Mit Debian 12.11 hat das Projekt ein weiteres Point-Release für Debian 12 alias Bookworm veröffentlicht.

Das vierte Update für Debian 9 (Codename “Stretch”) aktualisiert ein paar Softwarepakete und schließt Sicherheitslücken im Kernel und der mitgelieferten Software.

Zu den Aktualisierungen, über die wie üblich eine eigene Webseite informiert, gehören Reparaturen an Apparmor, dessen Feature-Set Debian 9.4 an den Kernel bindet. Auch das Überführen systembezogener Cronjobs in den SE-Linux-Kontext haben die Entwickler überarbeitet. Eine neue Version von Dbus erhöht das File-Deskriptor-Limit.
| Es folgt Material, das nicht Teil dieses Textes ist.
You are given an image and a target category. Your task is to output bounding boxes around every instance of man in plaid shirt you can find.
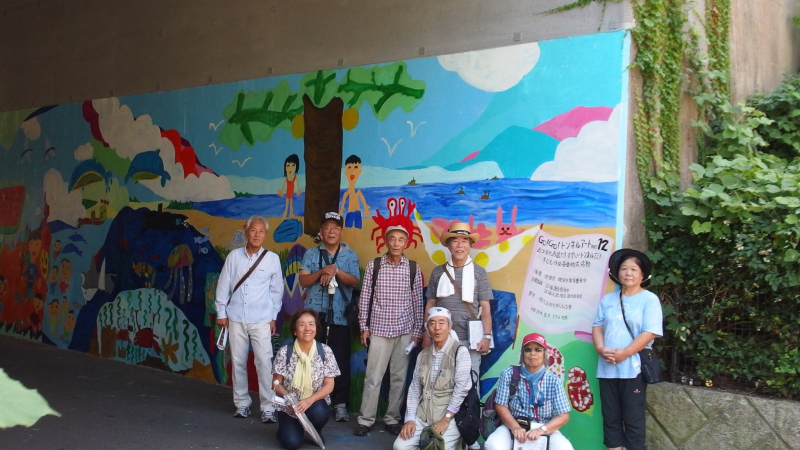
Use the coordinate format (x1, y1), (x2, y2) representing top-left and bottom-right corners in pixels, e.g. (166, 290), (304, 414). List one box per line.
(353, 226), (423, 436)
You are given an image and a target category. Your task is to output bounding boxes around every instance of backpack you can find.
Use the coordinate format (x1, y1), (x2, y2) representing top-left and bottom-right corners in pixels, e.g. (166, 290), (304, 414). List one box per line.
(454, 345), (481, 445)
(480, 366), (520, 439)
(352, 256), (417, 331)
(284, 339), (325, 366)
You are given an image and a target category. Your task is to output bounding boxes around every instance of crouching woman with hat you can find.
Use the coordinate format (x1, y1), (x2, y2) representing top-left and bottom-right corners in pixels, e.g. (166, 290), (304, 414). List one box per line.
(485, 333), (573, 450)
(592, 248), (663, 450)
(272, 308), (339, 450)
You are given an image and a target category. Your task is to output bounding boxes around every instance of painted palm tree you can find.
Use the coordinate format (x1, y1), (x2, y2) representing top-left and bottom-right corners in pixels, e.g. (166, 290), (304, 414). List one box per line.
(212, 62), (425, 235)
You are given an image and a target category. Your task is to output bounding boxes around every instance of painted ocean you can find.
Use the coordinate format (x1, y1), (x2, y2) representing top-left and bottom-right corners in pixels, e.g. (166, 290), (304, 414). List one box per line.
(193, 178), (617, 228)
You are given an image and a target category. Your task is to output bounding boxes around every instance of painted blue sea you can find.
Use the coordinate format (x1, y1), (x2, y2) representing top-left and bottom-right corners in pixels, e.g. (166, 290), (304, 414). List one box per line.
(193, 178), (617, 228)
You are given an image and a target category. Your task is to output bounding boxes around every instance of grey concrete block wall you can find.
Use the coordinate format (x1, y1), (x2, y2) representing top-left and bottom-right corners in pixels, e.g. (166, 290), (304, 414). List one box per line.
(0, 0), (633, 111)
(647, 383), (800, 450)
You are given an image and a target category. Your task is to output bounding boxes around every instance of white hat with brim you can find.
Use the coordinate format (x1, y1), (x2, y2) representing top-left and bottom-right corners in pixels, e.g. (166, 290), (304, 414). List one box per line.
(439, 222), (480, 247)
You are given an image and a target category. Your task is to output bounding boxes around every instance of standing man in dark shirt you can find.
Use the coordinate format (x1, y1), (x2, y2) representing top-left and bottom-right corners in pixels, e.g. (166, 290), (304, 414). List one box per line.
(300, 212), (361, 422)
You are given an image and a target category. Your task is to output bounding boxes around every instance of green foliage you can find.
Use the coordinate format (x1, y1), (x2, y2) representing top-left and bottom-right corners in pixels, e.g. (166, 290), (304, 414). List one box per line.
(645, 79), (800, 398)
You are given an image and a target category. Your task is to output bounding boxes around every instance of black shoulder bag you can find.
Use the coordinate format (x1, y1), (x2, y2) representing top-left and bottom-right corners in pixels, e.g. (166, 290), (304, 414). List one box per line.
(619, 290), (664, 384)
(231, 250), (267, 295)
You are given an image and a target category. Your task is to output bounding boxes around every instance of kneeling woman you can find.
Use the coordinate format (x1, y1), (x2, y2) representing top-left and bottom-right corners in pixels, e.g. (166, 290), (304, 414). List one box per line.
(272, 308), (339, 450)
(485, 333), (572, 450)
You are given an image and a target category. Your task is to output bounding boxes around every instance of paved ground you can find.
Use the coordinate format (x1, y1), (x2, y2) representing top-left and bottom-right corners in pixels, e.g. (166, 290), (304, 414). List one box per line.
(0, 336), (394, 450)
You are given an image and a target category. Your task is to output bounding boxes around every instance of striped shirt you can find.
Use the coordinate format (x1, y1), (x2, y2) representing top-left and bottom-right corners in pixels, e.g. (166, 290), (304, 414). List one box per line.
(494, 367), (571, 423)
(300, 242), (361, 325)
(358, 255), (424, 338)
(215, 248), (283, 323)
(404, 336), (472, 422)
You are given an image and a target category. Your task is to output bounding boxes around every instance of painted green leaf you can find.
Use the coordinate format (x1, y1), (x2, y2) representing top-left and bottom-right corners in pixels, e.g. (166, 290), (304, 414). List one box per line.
(339, 61), (426, 120)
(0, 369), (61, 428)
(219, 80), (303, 151)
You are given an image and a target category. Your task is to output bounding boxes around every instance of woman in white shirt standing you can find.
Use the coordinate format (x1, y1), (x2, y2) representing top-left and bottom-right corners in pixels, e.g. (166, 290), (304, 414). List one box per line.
(592, 248), (663, 450)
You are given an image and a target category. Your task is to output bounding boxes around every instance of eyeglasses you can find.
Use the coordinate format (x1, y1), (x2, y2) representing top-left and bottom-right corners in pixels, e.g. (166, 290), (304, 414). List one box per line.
(522, 347), (544, 353)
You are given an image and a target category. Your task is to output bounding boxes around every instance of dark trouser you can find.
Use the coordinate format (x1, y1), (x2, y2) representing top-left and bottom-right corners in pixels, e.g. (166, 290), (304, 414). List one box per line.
(275, 399), (330, 450)
(600, 374), (647, 450)
(318, 325), (350, 405)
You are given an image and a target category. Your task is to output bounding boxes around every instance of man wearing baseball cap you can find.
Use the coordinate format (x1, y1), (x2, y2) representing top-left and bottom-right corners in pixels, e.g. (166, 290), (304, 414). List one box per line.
(485, 333), (573, 450)
(300, 211), (361, 422)
(353, 225), (423, 436)
(394, 306), (472, 450)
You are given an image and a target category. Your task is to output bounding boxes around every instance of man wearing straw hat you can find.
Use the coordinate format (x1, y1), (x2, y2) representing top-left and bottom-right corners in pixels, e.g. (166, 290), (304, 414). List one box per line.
(425, 221), (493, 390)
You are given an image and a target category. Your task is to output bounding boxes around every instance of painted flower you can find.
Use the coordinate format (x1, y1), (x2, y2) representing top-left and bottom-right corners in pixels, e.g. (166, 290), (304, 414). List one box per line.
(161, 333), (180, 364)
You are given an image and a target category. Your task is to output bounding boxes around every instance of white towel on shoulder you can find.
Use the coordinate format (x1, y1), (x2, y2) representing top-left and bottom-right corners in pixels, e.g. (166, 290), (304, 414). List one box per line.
(436, 256), (475, 303)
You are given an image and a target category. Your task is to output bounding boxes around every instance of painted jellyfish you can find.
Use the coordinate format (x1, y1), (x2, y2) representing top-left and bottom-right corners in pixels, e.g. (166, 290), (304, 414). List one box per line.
(164, 244), (194, 305)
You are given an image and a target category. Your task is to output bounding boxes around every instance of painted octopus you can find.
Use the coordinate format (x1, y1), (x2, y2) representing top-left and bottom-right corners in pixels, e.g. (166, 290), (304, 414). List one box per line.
(370, 197), (422, 253)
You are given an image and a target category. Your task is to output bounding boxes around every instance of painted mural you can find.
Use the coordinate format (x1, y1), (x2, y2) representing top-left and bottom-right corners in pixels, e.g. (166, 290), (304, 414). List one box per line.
(0, 32), (629, 448)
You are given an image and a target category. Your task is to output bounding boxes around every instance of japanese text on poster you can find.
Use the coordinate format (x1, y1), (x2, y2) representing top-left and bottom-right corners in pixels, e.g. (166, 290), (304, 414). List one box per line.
(520, 231), (614, 333)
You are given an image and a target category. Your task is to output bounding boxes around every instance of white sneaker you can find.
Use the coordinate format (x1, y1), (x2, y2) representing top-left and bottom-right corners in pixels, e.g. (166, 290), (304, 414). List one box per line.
(333, 404), (350, 422)
(261, 411), (277, 423)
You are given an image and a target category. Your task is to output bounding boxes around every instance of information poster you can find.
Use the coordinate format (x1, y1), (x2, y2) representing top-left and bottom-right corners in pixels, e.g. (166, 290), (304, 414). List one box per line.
(520, 231), (614, 334)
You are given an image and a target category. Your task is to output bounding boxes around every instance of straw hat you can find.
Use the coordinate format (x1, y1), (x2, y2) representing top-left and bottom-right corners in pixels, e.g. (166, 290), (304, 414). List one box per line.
(439, 221), (480, 247)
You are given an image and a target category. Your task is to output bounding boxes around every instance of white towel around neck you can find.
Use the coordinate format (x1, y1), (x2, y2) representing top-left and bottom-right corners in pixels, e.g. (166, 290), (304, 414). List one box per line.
(436, 256), (475, 303)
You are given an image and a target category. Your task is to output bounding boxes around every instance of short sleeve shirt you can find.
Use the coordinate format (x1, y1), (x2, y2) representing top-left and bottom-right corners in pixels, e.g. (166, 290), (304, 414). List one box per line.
(272, 344), (341, 417)
(494, 367), (572, 423)
(300, 242), (361, 325)
(426, 262), (494, 341)
(592, 291), (664, 378)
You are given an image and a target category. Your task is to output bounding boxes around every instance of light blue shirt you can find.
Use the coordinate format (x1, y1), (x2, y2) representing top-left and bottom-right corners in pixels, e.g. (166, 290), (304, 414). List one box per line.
(215, 248), (283, 323)
(300, 242), (361, 325)
(592, 291), (664, 378)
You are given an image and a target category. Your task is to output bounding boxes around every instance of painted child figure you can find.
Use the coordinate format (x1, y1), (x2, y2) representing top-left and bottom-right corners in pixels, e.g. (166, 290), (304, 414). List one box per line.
(278, 153), (303, 219)
(339, 155), (370, 229)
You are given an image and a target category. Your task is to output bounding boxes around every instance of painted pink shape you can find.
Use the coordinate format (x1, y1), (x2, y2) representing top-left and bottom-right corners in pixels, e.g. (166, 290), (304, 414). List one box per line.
(459, 150), (481, 162)
(495, 205), (525, 244)
(533, 106), (614, 141)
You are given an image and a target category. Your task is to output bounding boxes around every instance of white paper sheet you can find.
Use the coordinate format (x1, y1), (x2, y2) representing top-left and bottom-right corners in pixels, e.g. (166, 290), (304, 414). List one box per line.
(467, 319), (494, 350)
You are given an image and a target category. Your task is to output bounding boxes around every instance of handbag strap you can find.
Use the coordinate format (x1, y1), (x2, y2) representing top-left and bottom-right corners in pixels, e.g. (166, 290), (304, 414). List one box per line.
(442, 263), (477, 319)
(231, 250), (267, 295)
(619, 289), (636, 340)
(319, 244), (349, 314)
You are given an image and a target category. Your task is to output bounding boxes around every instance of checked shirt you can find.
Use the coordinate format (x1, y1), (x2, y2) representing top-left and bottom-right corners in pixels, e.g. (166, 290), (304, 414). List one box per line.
(494, 367), (571, 423)
(358, 255), (424, 338)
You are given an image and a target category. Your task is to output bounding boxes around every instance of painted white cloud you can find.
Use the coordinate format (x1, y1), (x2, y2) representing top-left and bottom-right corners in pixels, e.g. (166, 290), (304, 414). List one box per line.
(92, 97), (234, 201)
(439, 42), (539, 92)
(531, 105), (621, 182)
(75, 142), (94, 161)
(42, 169), (86, 227)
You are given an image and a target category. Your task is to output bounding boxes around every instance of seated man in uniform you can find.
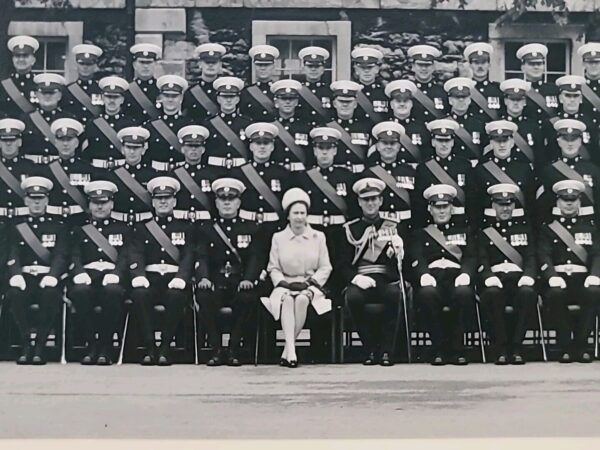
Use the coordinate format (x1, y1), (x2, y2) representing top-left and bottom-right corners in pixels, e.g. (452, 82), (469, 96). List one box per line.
(129, 177), (194, 366)
(478, 183), (537, 365)
(68, 180), (131, 366)
(538, 180), (600, 363)
(196, 178), (265, 366)
(411, 184), (476, 366)
(6, 176), (69, 365)
(340, 178), (406, 366)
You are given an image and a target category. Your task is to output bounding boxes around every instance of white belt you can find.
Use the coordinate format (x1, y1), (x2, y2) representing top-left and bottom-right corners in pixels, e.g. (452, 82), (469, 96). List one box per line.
(21, 265), (50, 275)
(23, 155), (59, 164)
(284, 162), (306, 172)
(379, 210), (412, 222)
(173, 209), (210, 220)
(152, 161), (184, 172)
(554, 264), (587, 275)
(492, 263), (523, 273)
(92, 159), (125, 169)
(306, 214), (346, 225)
(208, 156), (246, 168)
(46, 205), (83, 216)
(146, 264), (179, 275)
(427, 258), (460, 269)
(239, 209), (279, 222)
(110, 211), (152, 223)
(483, 208), (525, 217)
(0, 206), (29, 217)
(552, 206), (594, 216)
(83, 261), (116, 272)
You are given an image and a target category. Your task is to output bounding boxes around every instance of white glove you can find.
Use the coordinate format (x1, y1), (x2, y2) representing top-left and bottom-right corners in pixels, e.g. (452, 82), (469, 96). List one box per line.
(131, 276), (150, 288)
(352, 275), (377, 289)
(421, 273), (437, 287)
(102, 273), (121, 286)
(8, 275), (27, 291)
(548, 277), (567, 289)
(40, 275), (58, 288)
(454, 273), (471, 287)
(73, 272), (92, 285)
(167, 278), (185, 289)
(583, 275), (600, 287)
(483, 277), (502, 289)
(392, 234), (404, 260)
(517, 275), (536, 287)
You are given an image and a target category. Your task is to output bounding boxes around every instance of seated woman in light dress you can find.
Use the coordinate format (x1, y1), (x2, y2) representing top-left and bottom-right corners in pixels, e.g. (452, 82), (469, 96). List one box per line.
(262, 188), (331, 367)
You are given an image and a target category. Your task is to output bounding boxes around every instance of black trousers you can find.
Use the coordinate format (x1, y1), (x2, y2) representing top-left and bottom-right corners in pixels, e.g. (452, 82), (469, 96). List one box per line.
(196, 283), (258, 350)
(131, 273), (191, 351)
(346, 274), (404, 354)
(544, 274), (600, 351)
(415, 269), (475, 353)
(67, 270), (126, 352)
(6, 274), (63, 349)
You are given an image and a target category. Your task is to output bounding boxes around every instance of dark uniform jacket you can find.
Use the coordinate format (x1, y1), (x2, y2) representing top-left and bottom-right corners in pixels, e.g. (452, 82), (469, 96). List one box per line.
(196, 217), (267, 288)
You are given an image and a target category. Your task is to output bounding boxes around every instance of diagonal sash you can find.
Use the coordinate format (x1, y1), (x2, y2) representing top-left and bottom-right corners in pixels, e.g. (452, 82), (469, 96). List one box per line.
(356, 91), (386, 123)
(173, 167), (212, 211)
(114, 167), (152, 206)
(0, 78), (35, 114)
(548, 220), (588, 264)
(16, 223), (52, 265)
(273, 120), (306, 165)
(454, 126), (481, 159)
(146, 220), (180, 262)
(370, 166), (410, 207)
(48, 161), (88, 210)
(483, 227), (523, 268)
(29, 111), (56, 146)
(483, 161), (525, 206)
(425, 159), (465, 205)
(67, 83), (102, 117)
(552, 160), (594, 203)
(425, 224), (462, 262)
(240, 164), (283, 217)
(471, 89), (499, 120)
(150, 119), (181, 152)
(246, 84), (276, 115)
(527, 89), (554, 116)
(190, 84), (219, 116)
(413, 89), (442, 119)
(129, 81), (160, 119)
(81, 223), (119, 264)
(212, 222), (242, 264)
(298, 85), (329, 120)
(327, 121), (365, 161)
(0, 161), (25, 198)
(306, 168), (348, 217)
(93, 117), (121, 151)
(513, 131), (535, 163)
(210, 116), (248, 159)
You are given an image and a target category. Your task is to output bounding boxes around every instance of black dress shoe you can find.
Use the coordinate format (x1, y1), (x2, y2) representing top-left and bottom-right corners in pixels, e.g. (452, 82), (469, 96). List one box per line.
(431, 355), (446, 366)
(363, 352), (377, 366)
(558, 353), (573, 364)
(379, 352), (394, 367)
(494, 354), (508, 366)
(511, 353), (525, 366)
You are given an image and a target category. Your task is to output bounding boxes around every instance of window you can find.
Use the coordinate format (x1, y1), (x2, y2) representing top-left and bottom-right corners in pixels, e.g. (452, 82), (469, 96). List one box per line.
(267, 36), (335, 83)
(504, 41), (571, 82)
(33, 37), (68, 76)
(252, 20), (351, 81)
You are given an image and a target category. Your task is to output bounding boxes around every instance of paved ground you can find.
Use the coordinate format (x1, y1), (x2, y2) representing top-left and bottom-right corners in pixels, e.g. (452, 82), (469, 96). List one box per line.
(0, 363), (600, 439)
Auch von verschiedenen anderen Paketen gibt es neue Versionen, darunter vom Paketmanagement-System Flatpak, dem Data Plane Development Kit (DPDK), PostgreSQL 9.6, Postfix, Tzdata, den älteren Nvidia-Grafikkartentreibern 304xx und 340xx, von “nvidia-settings”, “nvidia-xconfig” und nicht zuletzt von Linux selbst.

Kernel-Fixes

Apropos Kernel: In dem schließt Debian 9.4 einige Sicherheitslücken, zum Beispiel in eBPF, die unter Umständen zu Abstürzen, unerwünschten Rechte-Übernahmen oder Informationslecks führen können. Wer eBPF nicht benötigt, kann es laut dem Security-Report (DSA 4073) auch deaktivieren, über “sysctl kernel.unprivileged_bpf_disabled=1”. Der Report weist zudem darauf hin, dass Debian unprivilegierte User Namespaces standardmäßig abschaltet. Wer sie dennoch nutzt, sollte wissen, dass sie sich von lokalen Anwendern ausnutzen lassen.